Suffering from spinal muscular atrophy, which causes weakness and decline in the muscles, Sophia Doebbert has been confined to a wheelchair most of her life. But the 9-year-old and her parents don't want you to look at what she can't do, but see all she can accomplish.
"She's a fighter, and she's always looking for new things to do," said Doug Doebbert, Sophia's dad.
At three years old, Sophia took to the park. At 5 ½, she started developing a love for dancing, and today she enjoys ballet just like many of her friends.
Sophia credits her strength and success to Brian Reilly, a seating practitioner at Gillette Children's Hospital. Reilly has been with the Doebberts since Sophia got her power chair. He custom designed the chair for Sophia, and is able to make the adjustments as she gets older.

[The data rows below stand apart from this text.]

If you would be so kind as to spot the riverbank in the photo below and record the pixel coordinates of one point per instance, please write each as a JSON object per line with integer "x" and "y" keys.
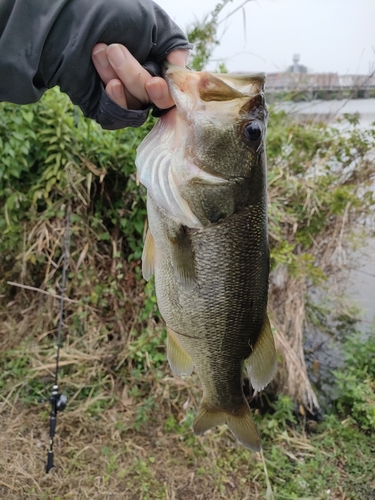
{"x": 361, "y": 285}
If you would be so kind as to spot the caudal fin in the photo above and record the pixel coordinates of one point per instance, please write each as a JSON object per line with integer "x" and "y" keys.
{"x": 241, "y": 425}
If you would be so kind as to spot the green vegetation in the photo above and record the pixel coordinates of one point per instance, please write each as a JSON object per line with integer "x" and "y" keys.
{"x": 127, "y": 430}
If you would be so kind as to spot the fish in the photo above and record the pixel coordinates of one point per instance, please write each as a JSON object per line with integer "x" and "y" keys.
{"x": 204, "y": 167}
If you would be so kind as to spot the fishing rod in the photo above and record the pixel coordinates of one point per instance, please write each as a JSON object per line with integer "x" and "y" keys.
{"x": 58, "y": 401}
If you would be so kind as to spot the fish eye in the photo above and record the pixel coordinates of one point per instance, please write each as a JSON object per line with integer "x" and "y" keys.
{"x": 252, "y": 132}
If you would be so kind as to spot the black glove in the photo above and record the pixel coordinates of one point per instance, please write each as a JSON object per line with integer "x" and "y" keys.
{"x": 44, "y": 43}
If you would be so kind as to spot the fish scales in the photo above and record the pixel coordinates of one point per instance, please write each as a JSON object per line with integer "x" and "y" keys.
{"x": 205, "y": 170}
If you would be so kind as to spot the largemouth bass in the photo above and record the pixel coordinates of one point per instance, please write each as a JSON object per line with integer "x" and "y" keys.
{"x": 204, "y": 167}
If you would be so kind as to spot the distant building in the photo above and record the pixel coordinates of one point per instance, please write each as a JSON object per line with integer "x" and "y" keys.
{"x": 296, "y": 67}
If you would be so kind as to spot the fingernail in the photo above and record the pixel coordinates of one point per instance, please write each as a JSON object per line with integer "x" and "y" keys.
{"x": 117, "y": 90}
{"x": 101, "y": 58}
{"x": 115, "y": 55}
{"x": 154, "y": 89}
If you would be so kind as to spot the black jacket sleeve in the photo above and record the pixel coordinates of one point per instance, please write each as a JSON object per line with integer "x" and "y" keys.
{"x": 44, "y": 43}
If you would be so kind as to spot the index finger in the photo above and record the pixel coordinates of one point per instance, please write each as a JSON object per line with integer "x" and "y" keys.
{"x": 129, "y": 71}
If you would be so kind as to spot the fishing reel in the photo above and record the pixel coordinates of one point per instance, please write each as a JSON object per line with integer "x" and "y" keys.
{"x": 58, "y": 403}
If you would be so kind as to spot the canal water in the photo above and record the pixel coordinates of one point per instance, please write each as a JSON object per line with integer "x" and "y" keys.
{"x": 362, "y": 280}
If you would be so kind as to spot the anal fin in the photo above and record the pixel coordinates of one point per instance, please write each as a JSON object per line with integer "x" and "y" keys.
{"x": 181, "y": 363}
{"x": 261, "y": 364}
{"x": 240, "y": 423}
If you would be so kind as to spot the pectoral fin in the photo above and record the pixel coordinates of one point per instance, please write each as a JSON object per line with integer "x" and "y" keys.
{"x": 183, "y": 258}
{"x": 261, "y": 364}
{"x": 180, "y": 362}
{"x": 148, "y": 256}
{"x": 241, "y": 424}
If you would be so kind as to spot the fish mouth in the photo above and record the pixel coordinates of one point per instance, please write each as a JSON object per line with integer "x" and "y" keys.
{"x": 210, "y": 87}
{"x": 220, "y": 94}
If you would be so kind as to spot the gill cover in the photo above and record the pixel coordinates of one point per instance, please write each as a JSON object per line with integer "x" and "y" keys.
{"x": 165, "y": 161}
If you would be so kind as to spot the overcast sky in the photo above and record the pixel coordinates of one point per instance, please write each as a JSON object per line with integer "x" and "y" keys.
{"x": 330, "y": 35}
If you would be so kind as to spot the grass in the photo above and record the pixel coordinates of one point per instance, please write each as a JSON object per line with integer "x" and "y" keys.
{"x": 126, "y": 432}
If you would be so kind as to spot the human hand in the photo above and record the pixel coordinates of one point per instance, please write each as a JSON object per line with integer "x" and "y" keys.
{"x": 127, "y": 83}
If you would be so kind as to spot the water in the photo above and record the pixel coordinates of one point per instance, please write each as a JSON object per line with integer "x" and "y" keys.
{"x": 362, "y": 280}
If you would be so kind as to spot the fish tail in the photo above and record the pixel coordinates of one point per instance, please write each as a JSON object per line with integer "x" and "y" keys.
{"x": 241, "y": 423}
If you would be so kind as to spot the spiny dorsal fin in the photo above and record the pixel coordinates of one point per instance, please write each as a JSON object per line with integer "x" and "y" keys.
{"x": 148, "y": 256}
{"x": 180, "y": 362}
{"x": 261, "y": 364}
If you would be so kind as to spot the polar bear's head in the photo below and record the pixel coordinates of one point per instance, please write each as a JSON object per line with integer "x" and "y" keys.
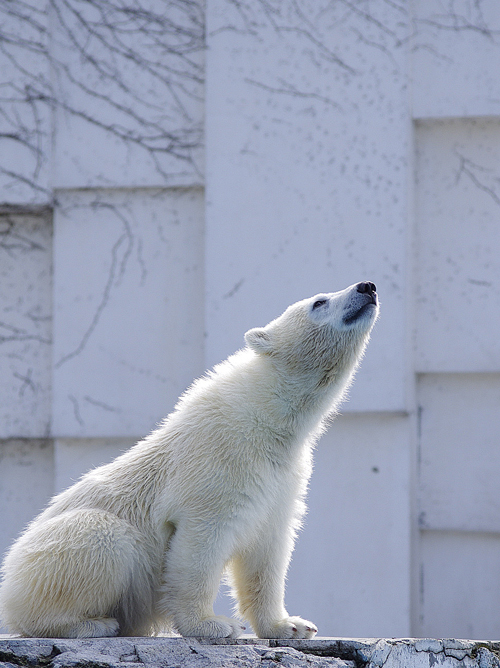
{"x": 321, "y": 338}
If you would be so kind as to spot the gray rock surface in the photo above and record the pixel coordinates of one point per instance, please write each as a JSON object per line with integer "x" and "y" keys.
{"x": 176, "y": 652}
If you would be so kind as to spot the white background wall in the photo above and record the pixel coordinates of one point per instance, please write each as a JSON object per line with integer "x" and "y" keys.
{"x": 163, "y": 191}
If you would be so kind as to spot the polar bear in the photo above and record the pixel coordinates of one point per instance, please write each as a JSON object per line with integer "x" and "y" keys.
{"x": 139, "y": 545}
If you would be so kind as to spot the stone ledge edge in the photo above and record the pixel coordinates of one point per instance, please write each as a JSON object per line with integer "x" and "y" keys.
{"x": 359, "y": 652}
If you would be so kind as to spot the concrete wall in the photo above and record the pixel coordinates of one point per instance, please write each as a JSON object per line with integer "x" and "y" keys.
{"x": 161, "y": 197}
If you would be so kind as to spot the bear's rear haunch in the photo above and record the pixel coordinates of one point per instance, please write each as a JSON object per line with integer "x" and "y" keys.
{"x": 139, "y": 546}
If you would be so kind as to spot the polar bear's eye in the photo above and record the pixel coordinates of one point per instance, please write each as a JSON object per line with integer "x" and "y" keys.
{"x": 319, "y": 302}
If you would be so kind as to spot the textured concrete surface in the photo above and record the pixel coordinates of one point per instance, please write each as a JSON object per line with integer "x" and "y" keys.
{"x": 247, "y": 652}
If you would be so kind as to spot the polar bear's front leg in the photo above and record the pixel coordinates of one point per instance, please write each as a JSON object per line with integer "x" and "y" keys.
{"x": 194, "y": 563}
{"x": 258, "y": 577}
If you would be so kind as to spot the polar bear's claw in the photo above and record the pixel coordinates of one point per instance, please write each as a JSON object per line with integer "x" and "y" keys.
{"x": 291, "y": 627}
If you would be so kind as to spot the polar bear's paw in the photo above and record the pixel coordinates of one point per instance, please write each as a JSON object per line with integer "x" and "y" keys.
{"x": 98, "y": 627}
{"x": 215, "y": 627}
{"x": 291, "y": 627}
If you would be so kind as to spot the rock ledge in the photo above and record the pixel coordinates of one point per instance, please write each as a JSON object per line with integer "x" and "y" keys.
{"x": 246, "y": 652}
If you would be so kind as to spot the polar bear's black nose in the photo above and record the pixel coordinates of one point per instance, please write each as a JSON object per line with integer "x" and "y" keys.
{"x": 366, "y": 286}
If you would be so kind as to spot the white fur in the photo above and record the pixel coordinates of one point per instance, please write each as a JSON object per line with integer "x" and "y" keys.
{"x": 140, "y": 544}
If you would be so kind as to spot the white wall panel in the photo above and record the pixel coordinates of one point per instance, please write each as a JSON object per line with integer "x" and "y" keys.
{"x": 26, "y": 484}
{"x": 459, "y": 455}
{"x": 25, "y": 324}
{"x": 349, "y": 572}
{"x": 456, "y": 51}
{"x": 25, "y": 103}
{"x": 460, "y": 581}
{"x": 129, "y": 86}
{"x": 307, "y": 141}
{"x": 458, "y": 245}
{"x": 128, "y": 308}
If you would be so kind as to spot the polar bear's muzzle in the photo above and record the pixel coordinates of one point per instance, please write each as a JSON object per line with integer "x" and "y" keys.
{"x": 363, "y": 302}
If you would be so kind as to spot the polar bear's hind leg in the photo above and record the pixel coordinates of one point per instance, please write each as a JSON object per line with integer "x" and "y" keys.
{"x": 70, "y": 575}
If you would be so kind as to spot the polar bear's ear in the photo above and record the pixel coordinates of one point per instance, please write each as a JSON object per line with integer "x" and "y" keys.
{"x": 259, "y": 340}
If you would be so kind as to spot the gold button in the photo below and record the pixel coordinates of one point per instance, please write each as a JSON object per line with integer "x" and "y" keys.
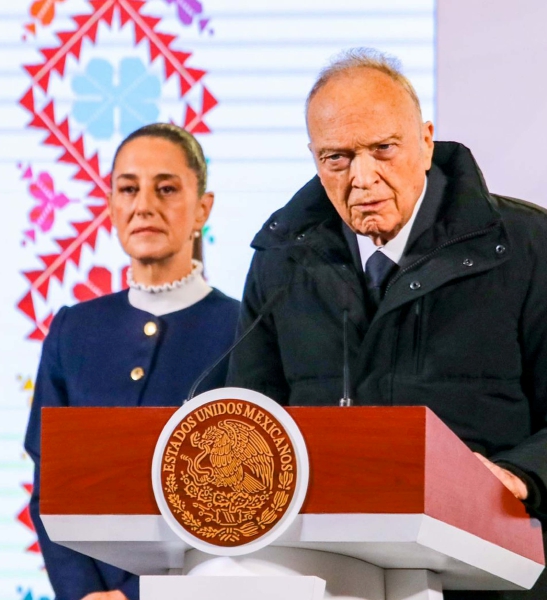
{"x": 150, "y": 328}
{"x": 137, "y": 373}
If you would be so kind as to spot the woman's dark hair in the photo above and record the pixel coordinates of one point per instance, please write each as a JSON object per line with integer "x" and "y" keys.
{"x": 181, "y": 138}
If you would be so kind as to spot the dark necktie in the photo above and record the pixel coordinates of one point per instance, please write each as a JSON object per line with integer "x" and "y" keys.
{"x": 378, "y": 269}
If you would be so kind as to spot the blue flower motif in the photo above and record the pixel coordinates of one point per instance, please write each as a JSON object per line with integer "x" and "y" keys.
{"x": 98, "y": 98}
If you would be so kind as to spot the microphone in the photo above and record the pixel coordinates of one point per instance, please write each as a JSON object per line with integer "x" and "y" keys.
{"x": 346, "y": 400}
{"x": 265, "y": 310}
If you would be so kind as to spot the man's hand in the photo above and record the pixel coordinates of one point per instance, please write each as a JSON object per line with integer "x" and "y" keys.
{"x": 115, "y": 595}
{"x": 515, "y": 485}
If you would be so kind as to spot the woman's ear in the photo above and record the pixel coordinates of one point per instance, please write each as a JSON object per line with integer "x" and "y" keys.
{"x": 203, "y": 210}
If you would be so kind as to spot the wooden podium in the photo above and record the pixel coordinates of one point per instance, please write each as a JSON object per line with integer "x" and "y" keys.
{"x": 397, "y": 506}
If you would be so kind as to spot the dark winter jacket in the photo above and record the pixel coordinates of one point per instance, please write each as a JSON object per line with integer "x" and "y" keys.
{"x": 462, "y": 328}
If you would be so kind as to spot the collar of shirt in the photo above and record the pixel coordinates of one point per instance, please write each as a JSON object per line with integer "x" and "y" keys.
{"x": 395, "y": 248}
{"x": 170, "y": 300}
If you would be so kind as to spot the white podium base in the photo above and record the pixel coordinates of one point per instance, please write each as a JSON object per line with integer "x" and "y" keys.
{"x": 156, "y": 587}
{"x": 291, "y": 574}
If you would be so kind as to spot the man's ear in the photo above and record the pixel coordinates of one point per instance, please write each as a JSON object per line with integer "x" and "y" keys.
{"x": 428, "y": 143}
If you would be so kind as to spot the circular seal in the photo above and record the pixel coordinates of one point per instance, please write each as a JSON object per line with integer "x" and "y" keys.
{"x": 230, "y": 471}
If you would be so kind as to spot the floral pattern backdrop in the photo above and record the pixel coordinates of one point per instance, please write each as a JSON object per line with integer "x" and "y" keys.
{"x": 77, "y": 77}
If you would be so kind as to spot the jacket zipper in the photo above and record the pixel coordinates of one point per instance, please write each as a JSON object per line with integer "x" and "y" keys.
{"x": 425, "y": 258}
{"x": 417, "y": 334}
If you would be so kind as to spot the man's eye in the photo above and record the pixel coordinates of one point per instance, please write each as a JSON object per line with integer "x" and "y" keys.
{"x": 167, "y": 189}
{"x": 128, "y": 189}
{"x": 336, "y": 161}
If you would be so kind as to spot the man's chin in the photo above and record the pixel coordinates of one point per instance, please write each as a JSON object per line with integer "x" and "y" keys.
{"x": 375, "y": 228}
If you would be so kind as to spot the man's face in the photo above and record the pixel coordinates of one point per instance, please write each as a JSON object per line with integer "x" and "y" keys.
{"x": 371, "y": 150}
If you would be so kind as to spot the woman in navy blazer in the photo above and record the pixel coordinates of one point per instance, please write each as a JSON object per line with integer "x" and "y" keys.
{"x": 146, "y": 345}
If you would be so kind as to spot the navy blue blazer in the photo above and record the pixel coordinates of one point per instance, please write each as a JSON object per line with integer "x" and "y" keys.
{"x": 93, "y": 356}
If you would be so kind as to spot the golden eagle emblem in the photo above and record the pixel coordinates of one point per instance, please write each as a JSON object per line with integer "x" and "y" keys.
{"x": 228, "y": 478}
{"x": 239, "y": 458}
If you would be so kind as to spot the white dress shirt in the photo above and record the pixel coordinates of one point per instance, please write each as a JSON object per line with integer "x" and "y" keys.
{"x": 394, "y": 248}
{"x": 170, "y": 297}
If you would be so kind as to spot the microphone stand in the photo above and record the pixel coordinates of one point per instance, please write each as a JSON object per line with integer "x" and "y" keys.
{"x": 346, "y": 400}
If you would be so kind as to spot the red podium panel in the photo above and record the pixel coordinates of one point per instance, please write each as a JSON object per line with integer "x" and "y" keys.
{"x": 370, "y": 469}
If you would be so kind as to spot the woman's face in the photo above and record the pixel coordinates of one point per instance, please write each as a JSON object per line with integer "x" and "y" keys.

"She grew, she's quite a bit taller," Reilly said. "So I'm going to be moving the backrest up and the seat."
Those adjustments allow Sophia to grow into her chair, stay comfortable and do everything she wants to do.
"She can play games like all little kids like to," Doebbert said.
Reilly even rigged the chair so Sophia can play with chalk, just like every other kid her age.
"It's opened up a whole incredible world for her and I often have many other families stop and ask us she received that customization, and that's a real unique gift Brian has," said Andrea Doebbert, Sophia's mom.
"It's very satisfying and it's an honor to be able to work with kids that are so brave and families are so brave," Reilly said.
For 16 years, Brian Reilly has been customizing chairs, giving children the independence they never knew possible.
"It frees up Sophia's world, gives her independence, makes her supremely confident," said Doug Dobbert.
"We deal with a lot of sad situations," Reilly said. "Sick little kids is something hard to understand and it can be sad, but we get to turn that around and make it into the best possible situation."
From the dance floor to the baseball diamond, the sky is the limit for a girl who has the same dreams as every other child.
"To see her running the bases and dancing is really awesome, that's for sure," Reilly said.
"If Sophia can think about doing it, Brian and his team will find a way to do it," Doebbert said.